Benefits of functional programming

By Ravindre Ramjiawan

4 min read

Writing code in a functional way can help to solve complex problems in a efficient and in a reusable manner, for creating clean and maintainable software.

Benefits of functional programming
Authors

Table of Contents

Background

The functional programming1 paradigm2 has been around since the early 1930s. It has its roots in a mathematical theory named lambda calculus3, a notation for describing mathematical functions and programs. In lambda calculus functions are first-class citizens4, meaning functions can be used as input and returned as output. JavaScript also treats functions as first-class citizens which is the reason why we can apply functional programming in JavaScript.
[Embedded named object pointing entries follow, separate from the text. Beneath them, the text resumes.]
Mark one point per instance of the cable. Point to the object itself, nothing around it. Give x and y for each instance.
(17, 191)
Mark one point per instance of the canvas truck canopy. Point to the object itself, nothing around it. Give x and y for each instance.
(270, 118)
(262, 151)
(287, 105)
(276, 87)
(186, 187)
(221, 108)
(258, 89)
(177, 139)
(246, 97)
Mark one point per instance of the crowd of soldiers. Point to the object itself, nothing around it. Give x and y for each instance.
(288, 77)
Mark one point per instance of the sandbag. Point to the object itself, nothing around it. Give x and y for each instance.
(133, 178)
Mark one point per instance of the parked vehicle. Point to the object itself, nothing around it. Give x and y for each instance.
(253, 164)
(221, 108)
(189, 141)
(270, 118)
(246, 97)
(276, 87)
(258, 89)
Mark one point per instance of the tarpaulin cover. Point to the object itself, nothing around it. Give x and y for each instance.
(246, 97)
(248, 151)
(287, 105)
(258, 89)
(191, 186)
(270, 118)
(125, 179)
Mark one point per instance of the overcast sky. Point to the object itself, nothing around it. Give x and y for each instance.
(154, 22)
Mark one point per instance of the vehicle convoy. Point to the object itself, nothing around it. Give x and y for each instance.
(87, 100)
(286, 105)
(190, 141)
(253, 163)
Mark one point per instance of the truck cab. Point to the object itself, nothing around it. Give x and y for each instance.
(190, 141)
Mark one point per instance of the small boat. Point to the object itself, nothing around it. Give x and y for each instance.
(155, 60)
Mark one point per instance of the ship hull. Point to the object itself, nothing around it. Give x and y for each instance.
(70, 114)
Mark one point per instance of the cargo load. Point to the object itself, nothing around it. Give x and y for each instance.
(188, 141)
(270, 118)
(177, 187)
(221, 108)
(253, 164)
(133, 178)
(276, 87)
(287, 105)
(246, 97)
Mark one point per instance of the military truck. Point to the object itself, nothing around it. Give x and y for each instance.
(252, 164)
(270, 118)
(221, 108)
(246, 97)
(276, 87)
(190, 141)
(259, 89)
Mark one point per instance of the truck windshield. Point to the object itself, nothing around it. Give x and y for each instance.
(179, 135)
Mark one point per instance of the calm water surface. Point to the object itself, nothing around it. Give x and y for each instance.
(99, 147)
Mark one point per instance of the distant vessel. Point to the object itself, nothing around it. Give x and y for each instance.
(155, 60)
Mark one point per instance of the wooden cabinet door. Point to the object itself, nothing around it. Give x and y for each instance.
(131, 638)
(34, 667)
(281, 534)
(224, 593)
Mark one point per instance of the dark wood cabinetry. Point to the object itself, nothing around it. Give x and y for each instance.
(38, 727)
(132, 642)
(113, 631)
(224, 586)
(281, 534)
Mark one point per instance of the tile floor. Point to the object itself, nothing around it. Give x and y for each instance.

Imperative vs. Declarative

The benefit of writing code in a functional way is that functional programming focuses on what should be done rather than on how it should be done. This is also known as imperative5 and declarative6 programming, where imperative does it in a procedural7 style and declarative in a functional style. It can also be described as explicit and implicit programming.

Imperative

// Focuses on how it is done
const imperativeDoubleMap = (numbers) => {
  // Create a new array to push our numbers to
  const doubledNumbers = []
  // Loop through the numbers array
  for (let i = 0; i < numbers.length; i += 1) {
    // Push the doubled number to our new array
    doubledNumbers.push(numbers[i] * 2)
  }
  // Return the doubled numbers array
  return doubledNumbers
}

// Results in our numbers being doubled
console.log(imperativeDoubleMap([2, 3, 4])) // [4, 6, 8]

Declarative

// Focuses on what should be done
// The map function loops over the numbers array for us
// and creates a new array based on what is returned
// Arrow functions have an implicit return
const declarativeDoubleMap = (numbers) => numbers.map((number) => number * 2)

// Results in our numbers being doubled
console.log(declarativeDoubleMap([2, 3, 4])) // [4, 6, 8]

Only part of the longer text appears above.